# DIY Aquarium - Ideas?



## JustinBarley (Jan 13, 2011)

Hey people,
I just want to ask you how can I make my plan come true.
I am trying to make a 10 gallon tank... I have a lot of spare glass sheets and some neutral silicone. So my idea is to cut the glass sheets in the proper size and then glue them together with the silicone. First I`ll try to make an aluminum frame to keep it all together.

Do you have any ideas how it could be done easier? Have any of you made something like that b4? 
Every opinion and idea is welcome. 
Thank you in advance.
Justin

P.S - It's not that I don`t have the money to buy one. It's just the pleasure of doing things with my own hands.


----------



## Auban (Aug 8, 2010)

i think that is a great project. my dad just recently started working on a new tank he is building from the panes from an old 120 gallon tank. he is going to make the face out of glass with the sides and back out of wood. that way he can make three of them from one tank(front pane, back pane, bottom pane) baisicaly he just builds the tank out of wood without the glass, stains the wood and then coveres it in several coats of polyurathane or epoxy. he makes the front so that it essentialy frames the glass, and after everything is good and waterproof, he applies sealant on the inside of the front "frame" and attatches the glass. the end result is an odd but beautiful 180 gallon tank that he can to make two more of from the extra glass laying around. here is a link to a more ambitious design than the ones my dad builds, but its good for giving you some ideas:
Another DIY Plywood Tank Article


----------



## GraphicGr8s (May 24, 2011)

Just use the silicone to hold it together. Forget the aluminum frame. How would you hold the frame together? Spot weld it? That's more trouble than it's worth.


----------



## JustinBarley (Jan 13, 2011)

GraphicGr8s said:


> Just use the silicone to hold it together. Forget the aluminum frame. How would you hold the frame together? Spot weld it? That's more trouble than it's worth.

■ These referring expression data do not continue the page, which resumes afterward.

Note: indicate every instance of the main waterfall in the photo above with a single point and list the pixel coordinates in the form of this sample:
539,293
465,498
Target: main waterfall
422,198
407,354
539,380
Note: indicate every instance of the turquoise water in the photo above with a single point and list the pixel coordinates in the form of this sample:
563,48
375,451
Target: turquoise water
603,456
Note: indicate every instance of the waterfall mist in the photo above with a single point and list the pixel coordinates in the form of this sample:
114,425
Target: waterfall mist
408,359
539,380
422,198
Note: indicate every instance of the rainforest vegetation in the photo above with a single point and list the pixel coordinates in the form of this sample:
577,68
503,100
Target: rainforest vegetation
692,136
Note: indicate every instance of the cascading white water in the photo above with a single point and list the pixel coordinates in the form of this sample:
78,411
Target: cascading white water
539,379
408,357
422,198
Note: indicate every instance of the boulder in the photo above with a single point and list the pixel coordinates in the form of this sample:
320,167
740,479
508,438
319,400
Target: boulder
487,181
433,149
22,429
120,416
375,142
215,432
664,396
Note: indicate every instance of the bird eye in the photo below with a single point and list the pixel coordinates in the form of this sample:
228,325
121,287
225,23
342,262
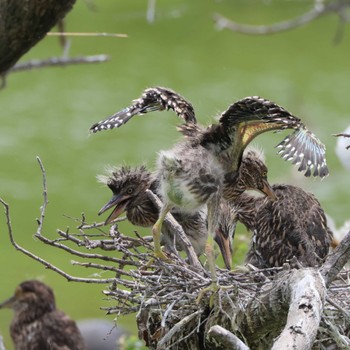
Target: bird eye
130,190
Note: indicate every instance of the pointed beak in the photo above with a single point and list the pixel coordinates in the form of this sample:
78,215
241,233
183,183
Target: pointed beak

Yep. I am thinking of welding it together
I have the proper tools to do it so it shouldn`t be so expensive.


----------



## GraphicGr8s (May 24, 2011)

JustinBarley said:


> Yep. I am thinking of welding it together
> I have the proper tools to do it so it shouldn`t be so expensive.


If your going to weld something together use stainless. Like Metaframe did back in the 60s-70s. That would look sharp. Aluminum will oxidize over time unless you keep a lacquer on it and salt will eat it up. But the silicone will hold the glass together. That's what they use for all size tanks professionally.

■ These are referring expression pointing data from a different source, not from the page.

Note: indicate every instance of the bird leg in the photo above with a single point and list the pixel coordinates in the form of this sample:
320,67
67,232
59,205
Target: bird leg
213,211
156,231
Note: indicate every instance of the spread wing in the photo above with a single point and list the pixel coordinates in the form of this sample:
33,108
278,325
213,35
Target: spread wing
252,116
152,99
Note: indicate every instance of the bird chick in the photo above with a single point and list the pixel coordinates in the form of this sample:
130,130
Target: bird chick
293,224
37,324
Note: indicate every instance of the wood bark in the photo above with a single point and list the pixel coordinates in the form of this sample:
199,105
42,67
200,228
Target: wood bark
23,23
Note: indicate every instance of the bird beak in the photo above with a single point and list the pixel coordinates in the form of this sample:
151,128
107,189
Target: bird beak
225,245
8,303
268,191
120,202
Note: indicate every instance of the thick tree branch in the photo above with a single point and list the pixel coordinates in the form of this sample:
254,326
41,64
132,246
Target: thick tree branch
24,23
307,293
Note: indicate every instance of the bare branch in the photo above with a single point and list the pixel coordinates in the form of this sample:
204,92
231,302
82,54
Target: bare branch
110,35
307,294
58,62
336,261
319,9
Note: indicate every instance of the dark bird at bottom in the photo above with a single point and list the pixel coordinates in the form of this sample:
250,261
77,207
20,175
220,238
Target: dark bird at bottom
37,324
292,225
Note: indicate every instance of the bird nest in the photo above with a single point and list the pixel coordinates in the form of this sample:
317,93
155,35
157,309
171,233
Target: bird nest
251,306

If you do use a frame fit the back/front/sides in first then the bottom last. All the glass gets siliconed to the frame and the inside corners siliconed also.


----------



## jrman83 (Jul 9, 2010)

lol, the whole project could be more trouble than it's worth. 10g are very cheap. But, good experience if you wanted to do something like that a little bigger down the road.


----------



## automatic-hydromatic (Oct 18, 2010)

jrman83 said:


> lol, the whole project could be more trouble than it's worth. 10g are very cheap. But, good experience if you wanted to do something like that a little bigger down the road.


agreed

10 gallons are all over craigslist for < $10

also, think about the bottom glass. it's usually a little thicker (and tempered on larger tanks) since it bares the weight of ALL of the water and everything else you put in the tank


----------



## JustinBarley (Jan 13, 2011)

jrman83 said:


> lol, the whole project could be more trouble than it's worth. 10g are very cheap. But, good experience if you wanted to do something like that a little bigger down the road.

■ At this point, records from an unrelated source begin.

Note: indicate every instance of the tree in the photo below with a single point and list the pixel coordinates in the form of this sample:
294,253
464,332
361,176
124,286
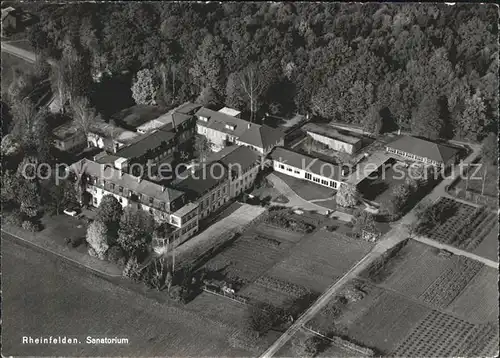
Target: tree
136,228
347,195
473,119
490,148
29,197
259,319
208,98
144,88
425,120
203,147
97,239
364,221
110,210
253,82
61,195
84,116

That's exactly my point... I wanna get some experience in making aquariums myself. That's why I am starting with a small one. That way it will not be a problem to tear it down and star over... Once I learn how to make things perfectly I am planing to go on a higher scale...
Money is not a problem and the tank will be a freshwater one.
So there will be no salt to corrode the aluminium (if there is it is not a problem) because the frame will not be in contact with the water... 
First I`ll place the glass sheets together and glue them with the silicone. After that I`ll make the frame a bit bigger that the tank and will fill the gaps between the frame and the corners of the tank with silicone.


----------



## GraphicGr8s (May 24, 2011)

JustinBarley said:


> That's exactly my point... I wanna get some experience in making aquariums myself. That's why I am starting with a small one. That way it will not be a problem to tear it down and star over... Once I learn how to make things perfectly I am planing to go on a higher scale...
> Money is not a problem and the tank will be a freshwater one.
> So there will be no salt to corrode the aluminium (if there is it is not a problem) because the frame will not be in contact with the water...
> First I`ll place the glass sheets together and glue them with the silicone. After that I`ll make the frame a bit bigger that the tank and will fill the gaps between the frame and the corners of the tank with silicone.


Since you're stuck on a frame you silicone the glass to the frame first. Then fill in the corners. As in cabinetry, tight joints are imperative.


----------



## dstones (Jul 5, 2011)

hey, i built my own 30 gallon aquarium and its only held together by the silicone but i do have a wooden frame around it solely for decoration and to cover up some of the silicone around the edges. for a 10 gallon your glass is most likely going to be thick enough, but if you build a larger aquarium make sure to check your glass thickness, there are a lot of websites that can do this for you. oh and have duct tape and another set of hands while building this, the silicone will take a while to cure and the duct tape can hold it together in the meantime.
good luck, hope to see pictures of your home made tank soon!


----------